「祇園の男」 瀬戸内晴美
瀬戸内晴美(寂聴)「祇園の男」を読みました。
祇園の「男衆」が主人公の短編です。
舞妓さんて、着物をひとりで着られないんです。
あの、「だらりの帯」あれを締め付けるのは女の力でも難しくて、「男衆」という着付け師がぎゅーっ! と力入れて締めてるんです。
花街には今でも「男衆」さんが数人いらっしゃって、お座敷前の舞妓さんの着付けを手伝っておられます。
この舞妓さんには、この男衆さんと、決まっているそうです。
舞妓さんがデビューして挨拶まわりをする「お見せ出し」に付き添われ、舞妓さんが「襟替え」をして芸妓さんになり、引退するまでひとりの男衆さんが担当するのだとか。
着付けを手伝うって、ものすごいエロティックではありませんか?
そしてもちろん、舞妓さんと男衆さんの恋愛はご法度です。
「祇園の男」は、そのタブーを破った男の話です。
とても官能的な物語でした。
私も以前、男衆さんに着付けをしてもらったことがあります。
「花祀り」に同時収録された坊主と舞妓の話「花散らし」を書くときに、自分も舞妓さんの格好をしたのです。
もちろん、「舞妓変身処」に行きました。

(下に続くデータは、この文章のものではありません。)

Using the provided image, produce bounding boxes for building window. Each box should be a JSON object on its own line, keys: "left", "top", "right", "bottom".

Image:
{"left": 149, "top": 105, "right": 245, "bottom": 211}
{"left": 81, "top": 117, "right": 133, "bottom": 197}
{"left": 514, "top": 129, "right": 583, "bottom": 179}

そこは本物の現役の男衆さんが着付けをしてくださり、着物も実際に舞妓さんや芸妓さんが着られたものがあるということでした。
男衆さんに着付けしてもらい……いや、大変でした。
男衆さんは親指と人差し指の間が切れのだとおっしゃってました。そこに帯をはさんでぎゅーっとするから。
そもそも舞妓の着物って、15キロとか20キロとか言われています。
そしてあの「おこぼ」という20cmはありそうなぽっくり下駄のバランスの悪いこと!
舞妓さんは肉体労働だと思いました。
舞妓姿で写真を撮っていただいたのですが、もう見られたもんじゃない。
白塗りの自分が、あまりにも母親に似ていて……へこみました。
けど男衆さんのお話は非常に勉強になったので、機会があれば花街のことはもっと調べてみたいです。